Review by Ian Keogh
When John Ridley wrote the first American Way story in 2006 he was a relatively successful jobbing film and TV writer. When he began the sequel a decade later he was the writer of BAFTA and Golden Globe award winning 12 Years a Slave, for which he also picked up an Oscar for Best Adapted Screenplay, something Vertigo are keen to exploit on the cover.
The American Way was an entertaining, but flawed examination of 1960s prejudice, although much of what Ridley fed into his 1960s set series would appear in The Boys TV show a little after Those Above and Those Below was released.

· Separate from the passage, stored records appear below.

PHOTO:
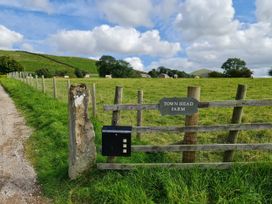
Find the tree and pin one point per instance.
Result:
(117, 68)
(270, 72)
(7, 64)
(154, 73)
(43, 72)
(235, 67)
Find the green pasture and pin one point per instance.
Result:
(33, 62)
(47, 148)
(211, 90)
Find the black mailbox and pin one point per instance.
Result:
(116, 140)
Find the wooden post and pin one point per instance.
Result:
(191, 137)
(54, 88)
(140, 112)
(82, 150)
(37, 82)
(236, 118)
(94, 99)
(43, 84)
(116, 114)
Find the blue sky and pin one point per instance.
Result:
(180, 34)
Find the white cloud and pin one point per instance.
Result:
(8, 38)
(214, 35)
(129, 12)
(106, 39)
(182, 64)
(199, 18)
(135, 62)
(35, 5)
(27, 47)
(166, 8)
(263, 10)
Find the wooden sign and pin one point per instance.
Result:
(178, 106)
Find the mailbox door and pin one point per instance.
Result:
(116, 143)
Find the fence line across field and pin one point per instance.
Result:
(189, 144)
(40, 84)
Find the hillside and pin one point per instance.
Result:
(47, 148)
(201, 72)
(34, 61)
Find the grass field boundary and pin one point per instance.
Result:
(189, 145)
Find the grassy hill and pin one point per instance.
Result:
(34, 61)
(201, 72)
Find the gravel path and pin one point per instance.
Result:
(17, 176)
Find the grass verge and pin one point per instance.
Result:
(47, 148)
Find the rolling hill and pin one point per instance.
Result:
(34, 61)
(201, 72)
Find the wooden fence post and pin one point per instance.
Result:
(82, 150)
(68, 84)
(191, 120)
(94, 99)
(236, 118)
(54, 88)
(116, 114)
(43, 84)
(140, 96)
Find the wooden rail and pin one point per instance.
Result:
(211, 104)
(130, 166)
(203, 147)
(212, 128)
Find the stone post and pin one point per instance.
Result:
(82, 150)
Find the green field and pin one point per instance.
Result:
(33, 61)
(211, 90)
(47, 147)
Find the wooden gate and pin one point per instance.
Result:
(189, 146)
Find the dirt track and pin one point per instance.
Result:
(17, 176)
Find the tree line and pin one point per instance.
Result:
(108, 65)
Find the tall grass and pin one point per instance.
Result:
(47, 148)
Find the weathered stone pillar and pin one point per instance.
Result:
(82, 151)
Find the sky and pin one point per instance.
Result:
(180, 34)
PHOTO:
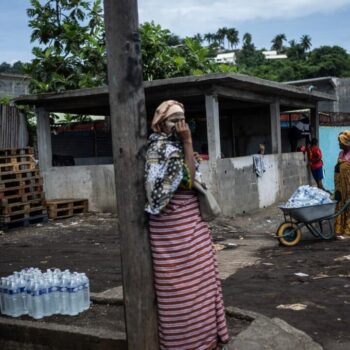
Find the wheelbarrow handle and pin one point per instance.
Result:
(340, 211)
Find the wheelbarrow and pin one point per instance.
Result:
(318, 219)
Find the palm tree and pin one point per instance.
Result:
(198, 37)
(305, 42)
(247, 39)
(209, 37)
(277, 42)
(221, 35)
(233, 37)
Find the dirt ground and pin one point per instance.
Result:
(258, 274)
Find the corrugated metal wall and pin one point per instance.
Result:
(13, 128)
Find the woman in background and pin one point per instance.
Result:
(316, 163)
(342, 183)
(190, 307)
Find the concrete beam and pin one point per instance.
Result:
(276, 143)
(44, 139)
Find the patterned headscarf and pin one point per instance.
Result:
(344, 138)
(164, 111)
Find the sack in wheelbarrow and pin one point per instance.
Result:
(309, 204)
(310, 213)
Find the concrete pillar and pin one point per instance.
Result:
(43, 132)
(315, 122)
(276, 143)
(213, 128)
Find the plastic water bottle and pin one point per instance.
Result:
(64, 295)
(29, 287)
(37, 301)
(80, 281)
(44, 291)
(22, 296)
(15, 298)
(55, 295)
(1, 298)
(4, 283)
(73, 296)
(86, 291)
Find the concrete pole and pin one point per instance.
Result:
(315, 122)
(129, 133)
(43, 132)
(213, 128)
(276, 142)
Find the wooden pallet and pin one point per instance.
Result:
(16, 151)
(22, 208)
(24, 214)
(65, 208)
(18, 175)
(9, 185)
(17, 159)
(16, 167)
(21, 190)
(31, 196)
(24, 222)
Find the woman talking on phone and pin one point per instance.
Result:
(188, 290)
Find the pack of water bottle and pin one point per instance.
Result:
(37, 294)
(306, 196)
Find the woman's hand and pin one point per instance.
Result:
(183, 131)
(197, 157)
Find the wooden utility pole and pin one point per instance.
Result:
(129, 133)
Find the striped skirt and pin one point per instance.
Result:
(190, 307)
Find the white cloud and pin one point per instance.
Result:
(185, 17)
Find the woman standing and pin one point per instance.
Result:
(189, 298)
(342, 183)
(316, 163)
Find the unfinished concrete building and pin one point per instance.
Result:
(229, 114)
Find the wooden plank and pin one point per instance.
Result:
(13, 183)
(17, 159)
(22, 198)
(16, 151)
(23, 222)
(21, 174)
(23, 215)
(15, 167)
(129, 132)
(21, 190)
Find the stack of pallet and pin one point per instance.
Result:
(22, 199)
(65, 208)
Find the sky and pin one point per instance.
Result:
(326, 21)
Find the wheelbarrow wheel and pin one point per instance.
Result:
(289, 234)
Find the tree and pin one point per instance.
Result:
(305, 42)
(221, 36)
(330, 61)
(233, 37)
(249, 57)
(71, 52)
(16, 68)
(277, 42)
(295, 51)
(198, 37)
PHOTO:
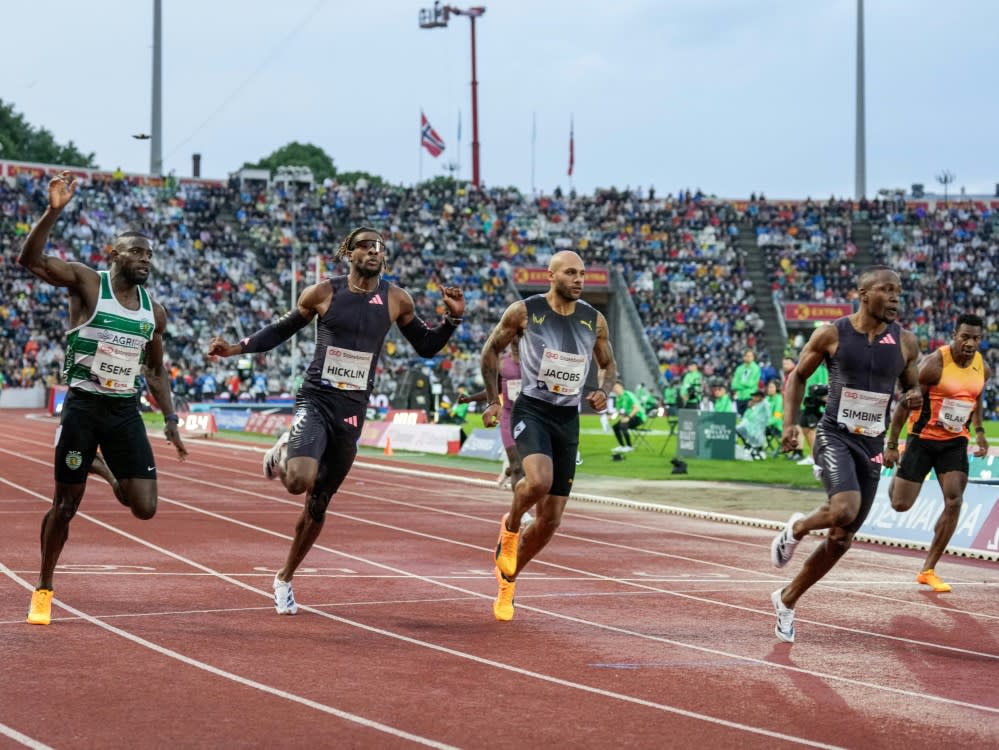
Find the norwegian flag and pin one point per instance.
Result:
(429, 138)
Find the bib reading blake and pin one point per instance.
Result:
(346, 369)
(954, 414)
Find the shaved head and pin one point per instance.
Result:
(564, 258)
(871, 274)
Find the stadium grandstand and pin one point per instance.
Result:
(682, 278)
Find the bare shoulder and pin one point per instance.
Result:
(316, 294)
(825, 338)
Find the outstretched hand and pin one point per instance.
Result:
(62, 188)
(454, 298)
(172, 433)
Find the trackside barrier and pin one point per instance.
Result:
(197, 425)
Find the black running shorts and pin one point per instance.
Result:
(940, 455)
(112, 423)
(326, 427)
(540, 427)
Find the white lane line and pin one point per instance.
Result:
(197, 664)
(24, 739)
(595, 576)
(665, 708)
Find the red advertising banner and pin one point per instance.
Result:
(815, 312)
(597, 277)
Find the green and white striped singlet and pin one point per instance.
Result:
(105, 354)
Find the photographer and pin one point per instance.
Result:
(691, 387)
(812, 408)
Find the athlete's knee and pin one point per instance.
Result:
(317, 504)
(143, 508)
(839, 541)
(296, 481)
(64, 511)
(899, 503)
(952, 502)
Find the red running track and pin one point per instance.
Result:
(633, 629)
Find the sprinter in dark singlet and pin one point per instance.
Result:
(560, 337)
(866, 353)
(355, 313)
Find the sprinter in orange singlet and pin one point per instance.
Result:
(952, 380)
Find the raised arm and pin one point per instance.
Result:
(511, 325)
(428, 341)
(823, 341)
(159, 381)
(313, 300)
(929, 374)
(32, 257)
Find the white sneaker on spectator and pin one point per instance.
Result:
(284, 597)
(785, 618)
(275, 456)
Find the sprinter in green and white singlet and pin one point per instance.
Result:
(116, 333)
(105, 354)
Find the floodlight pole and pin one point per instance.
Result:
(437, 17)
(156, 127)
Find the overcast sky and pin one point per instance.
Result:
(730, 96)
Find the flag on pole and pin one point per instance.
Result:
(429, 138)
(572, 149)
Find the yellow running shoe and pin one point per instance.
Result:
(41, 607)
(503, 606)
(506, 549)
(930, 578)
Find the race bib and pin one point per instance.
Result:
(954, 414)
(115, 367)
(346, 369)
(512, 390)
(561, 372)
(863, 412)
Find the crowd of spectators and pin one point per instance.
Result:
(223, 265)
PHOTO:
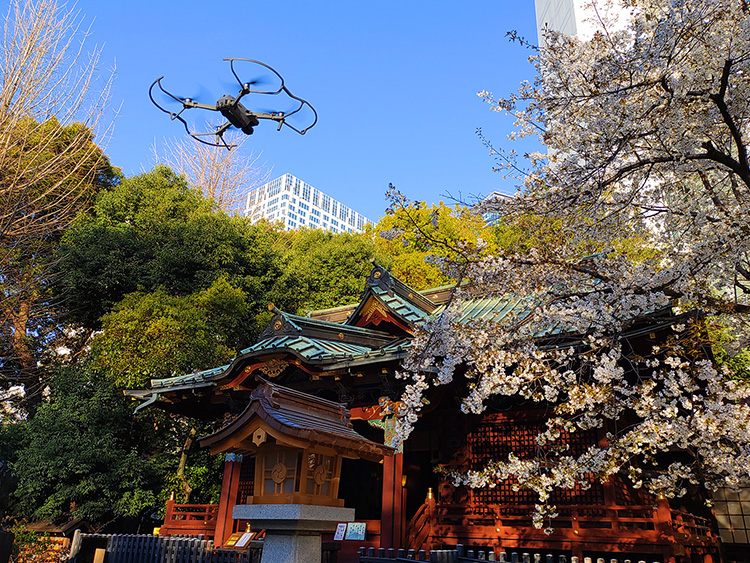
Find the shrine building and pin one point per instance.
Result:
(346, 359)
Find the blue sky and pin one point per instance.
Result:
(394, 84)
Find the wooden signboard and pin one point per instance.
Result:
(239, 540)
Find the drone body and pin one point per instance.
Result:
(235, 113)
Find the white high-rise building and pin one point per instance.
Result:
(297, 204)
(575, 17)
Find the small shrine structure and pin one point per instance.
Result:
(296, 442)
(350, 355)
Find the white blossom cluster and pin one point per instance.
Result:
(648, 183)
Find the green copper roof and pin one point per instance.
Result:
(311, 349)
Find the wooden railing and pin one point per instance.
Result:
(610, 524)
(189, 519)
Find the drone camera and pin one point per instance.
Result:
(236, 114)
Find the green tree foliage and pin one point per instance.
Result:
(327, 269)
(80, 454)
(153, 335)
(40, 193)
(156, 233)
(414, 235)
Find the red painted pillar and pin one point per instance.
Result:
(390, 522)
(229, 486)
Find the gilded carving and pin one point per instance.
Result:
(375, 310)
(272, 368)
(278, 473)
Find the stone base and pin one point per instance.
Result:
(293, 531)
(291, 548)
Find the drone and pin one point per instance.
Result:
(232, 109)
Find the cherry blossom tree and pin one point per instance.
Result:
(647, 181)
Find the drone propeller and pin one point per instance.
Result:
(232, 108)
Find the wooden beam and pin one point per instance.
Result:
(228, 498)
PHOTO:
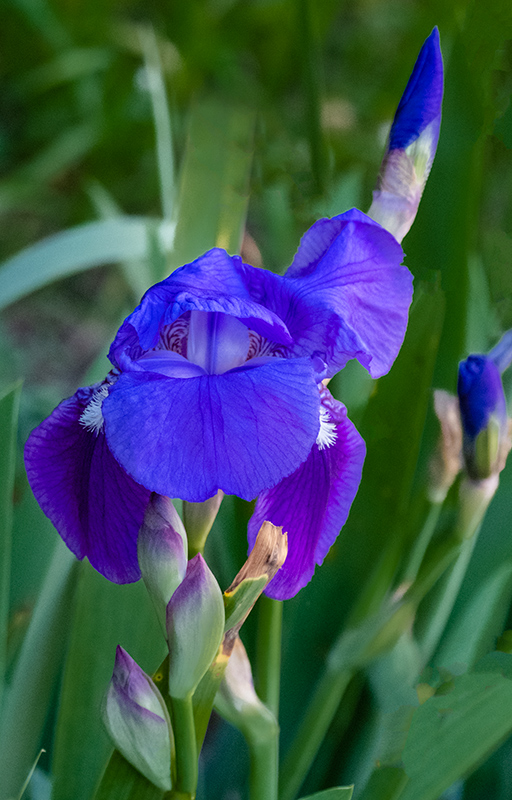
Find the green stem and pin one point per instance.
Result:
(429, 628)
(186, 750)
(264, 771)
(421, 543)
(268, 660)
(321, 709)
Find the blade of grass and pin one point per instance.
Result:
(9, 405)
(106, 615)
(213, 194)
(90, 245)
(34, 679)
(162, 119)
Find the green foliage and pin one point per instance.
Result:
(144, 143)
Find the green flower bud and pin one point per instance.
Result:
(195, 627)
(162, 551)
(137, 721)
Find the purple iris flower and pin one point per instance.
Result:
(217, 384)
(412, 143)
(219, 378)
(483, 409)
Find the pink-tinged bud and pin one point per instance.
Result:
(137, 721)
(195, 627)
(237, 700)
(162, 551)
(412, 144)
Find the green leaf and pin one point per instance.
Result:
(386, 783)
(105, 615)
(451, 733)
(34, 680)
(162, 119)
(9, 405)
(214, 192)
(90, 245)
(337, 793)
(64, 151)
(121, 781)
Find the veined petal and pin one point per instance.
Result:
(241, 431)
(212, 283)
(312, 505)
(347, 271)
(95, 506)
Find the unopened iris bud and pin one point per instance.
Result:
(162, 551)
(195, 627)
(483, 412)
(137, 721)
(412, 143)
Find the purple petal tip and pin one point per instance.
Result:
(421, 102)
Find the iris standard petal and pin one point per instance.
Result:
(96, 507)
(212, 283)
(349, 265)
(312, 505)
(241, 431)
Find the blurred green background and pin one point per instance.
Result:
(241, 122)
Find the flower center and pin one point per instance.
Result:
(216, 342)
(327, 434)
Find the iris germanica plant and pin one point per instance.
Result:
(219, 378)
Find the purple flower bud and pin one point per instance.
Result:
(137, 721)
(483, 411)
(162, 551)
(195, 627)
(412, 143)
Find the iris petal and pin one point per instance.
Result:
(241, 431)
(211, 283)
(312, 505)
(96, 507)
(351, 266)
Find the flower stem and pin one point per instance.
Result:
(268, 663)
(186, 750)
(264, 770)
(321, 710)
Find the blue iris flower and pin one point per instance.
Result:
(483, 409)
(218, 381)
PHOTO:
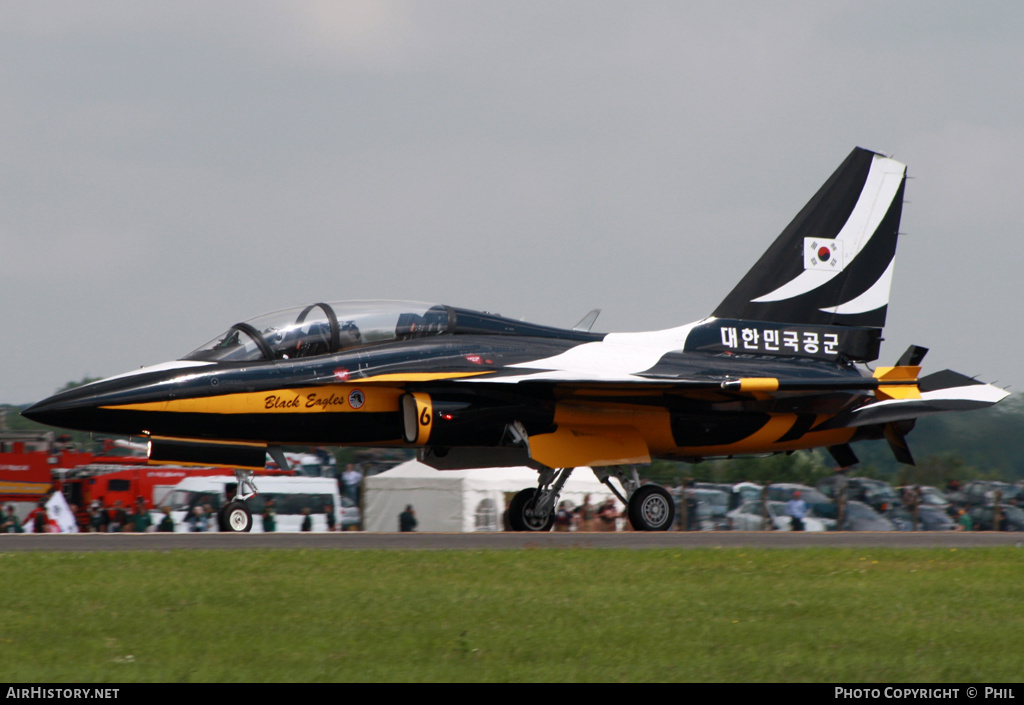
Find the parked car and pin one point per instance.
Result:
(876, 493)
(747, 492)
(712, 508)
(749, 517)
(982, 492)
(733, 498)
(984, 517)
(816, 501)
(929, 519)
(859, 516)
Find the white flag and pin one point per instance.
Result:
(58, 510)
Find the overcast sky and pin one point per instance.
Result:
(170, 168)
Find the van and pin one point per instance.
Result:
(291, 496)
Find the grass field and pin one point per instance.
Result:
(579, 615)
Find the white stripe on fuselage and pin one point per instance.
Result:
(617, 358)
(161, 367)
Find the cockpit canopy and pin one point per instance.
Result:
(324, 328)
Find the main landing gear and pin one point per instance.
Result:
(650, 507)
(236, 516)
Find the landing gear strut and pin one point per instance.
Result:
(235, 516)
(650, 507)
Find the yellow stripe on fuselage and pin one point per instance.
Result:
(329, 398)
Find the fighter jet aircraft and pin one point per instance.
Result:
(779, 366)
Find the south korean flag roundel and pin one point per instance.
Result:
(823, 255)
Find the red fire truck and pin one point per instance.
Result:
(34, 463)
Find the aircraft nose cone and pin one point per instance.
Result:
(65, 410)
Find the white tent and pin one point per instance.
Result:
(459, 500)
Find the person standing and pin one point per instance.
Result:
(797, 509)
(407, 520)
(351, 480)
(269, 516)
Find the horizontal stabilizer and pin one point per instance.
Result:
(940, 392)
(203, 452)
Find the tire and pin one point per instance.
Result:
(521, 512)
(651, 508)
(238, 519)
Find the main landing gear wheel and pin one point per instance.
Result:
(522, 516)
(651, 508)
(237, 517)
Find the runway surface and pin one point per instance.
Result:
(423, 541)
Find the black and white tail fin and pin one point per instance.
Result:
(832, 265)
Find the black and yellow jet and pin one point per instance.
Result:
(777, 367)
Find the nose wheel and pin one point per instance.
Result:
(524, 513)
(236, 517)
(651, 508)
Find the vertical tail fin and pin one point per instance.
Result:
(832, 265)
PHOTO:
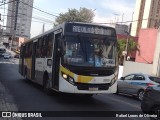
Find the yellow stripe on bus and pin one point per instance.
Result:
(80, 78)
(64, 70)
(84, 79)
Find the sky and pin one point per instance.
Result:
(106, 11)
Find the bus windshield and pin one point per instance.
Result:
(89, 51)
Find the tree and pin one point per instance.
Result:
(74, 15)
(132, 46)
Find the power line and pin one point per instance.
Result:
(39, 9)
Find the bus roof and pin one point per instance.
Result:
(66, 23)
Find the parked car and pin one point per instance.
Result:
(151, 101)
(6, 55)
(16, 56)
(135, 84)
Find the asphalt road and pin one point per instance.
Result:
(30, 97)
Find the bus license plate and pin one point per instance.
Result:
(93, 89)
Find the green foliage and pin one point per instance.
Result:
(74, 15)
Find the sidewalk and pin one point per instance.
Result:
(7, 102)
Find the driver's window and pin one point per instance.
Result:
(129, 77)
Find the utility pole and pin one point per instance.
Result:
(15, 24)
(127, 42)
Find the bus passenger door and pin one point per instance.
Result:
(33, 60)
(23, 56)
(56, 61)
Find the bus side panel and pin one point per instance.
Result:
(39, 70)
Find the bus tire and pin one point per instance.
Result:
(46, 84)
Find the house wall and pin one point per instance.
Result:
(147, 42)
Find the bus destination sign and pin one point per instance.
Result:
(92, 30)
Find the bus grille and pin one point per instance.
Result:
(84, 86)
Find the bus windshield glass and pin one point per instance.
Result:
(89, 51)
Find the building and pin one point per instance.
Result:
(120, 28)
(146, 15)
(147, 43)
(19, 18)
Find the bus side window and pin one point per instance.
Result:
(38, 52)
(49, 45)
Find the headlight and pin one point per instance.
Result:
(68, 78)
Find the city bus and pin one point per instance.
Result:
(78, 58)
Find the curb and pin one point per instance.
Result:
(7, 103)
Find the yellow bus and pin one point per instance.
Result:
(78, 58)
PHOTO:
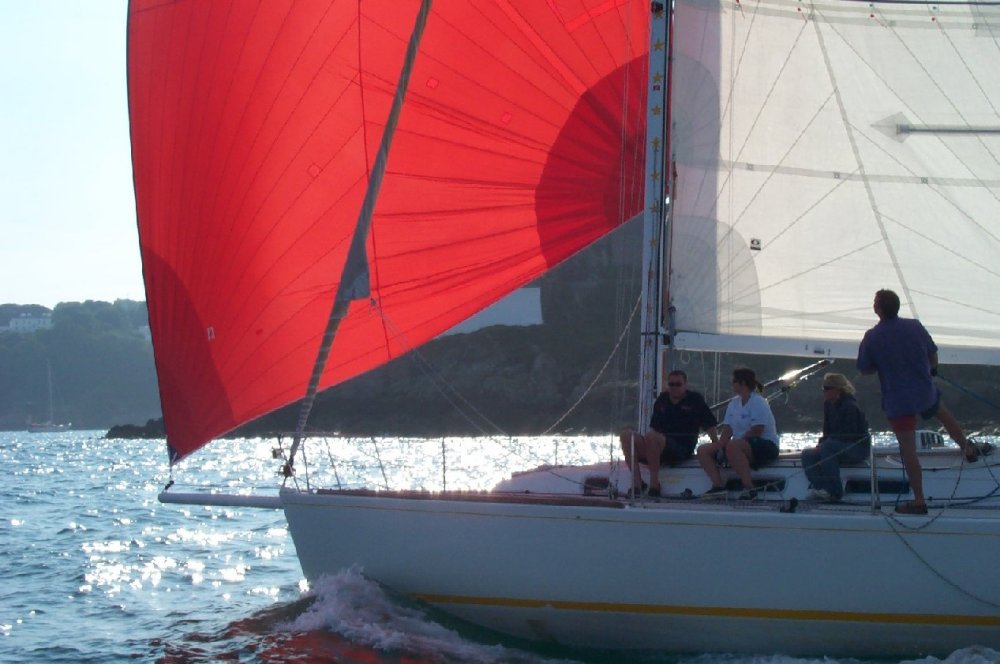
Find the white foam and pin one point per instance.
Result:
(362, 612)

The original story focussed on the PR-led campaign presenting fatally flawed superheroes as paragons of virtue and public protectors. 1972 is ten years after those events, and Jason Fisher has long left his costumed identity behind, as have the remaining supers, and they’re largely dealt with as individuals. However, they still have their powers, and a time of radical politics striving for greater freedoms sees them on opposite sides with different agendas. Ridley lays out the complexity of the times, smartly showing how Fisher doing the right thing can also be the wrong thing, and how super powers no longer provide a simple solution. Along the way he delves deeper into the backgrounds of the primary characters, establishing both cause and motivation for what plays out. In looking at a polarised society, Ridley’s also commenting on current times.
As before, George Jeanty tells the story, but without any great dynamism. He’s good at providing the anger of the times on people’s faces, but too many of those people are strangely put together. As before, a more dynamic artist would sell the plot better. One clever aspect of the look, though, is colour coding the page backgrounds according to which person is in featured.
In most ways this is a simpler story than the one Ridley told last time, as almost everyone’s already where they need to be, so they just need a little prod to set off a fire that’s seems to be inevitable. How Ridley plays things out surprises. He looks in on most who survived the events of the 1960s, and provides them with a solid reason for their presence here, introduces a couple of significant new characters also forged by the past, and wraps everything up satisfyingly. The door, however, can be kicked open again should he fancy exploring the 1980s in 2028.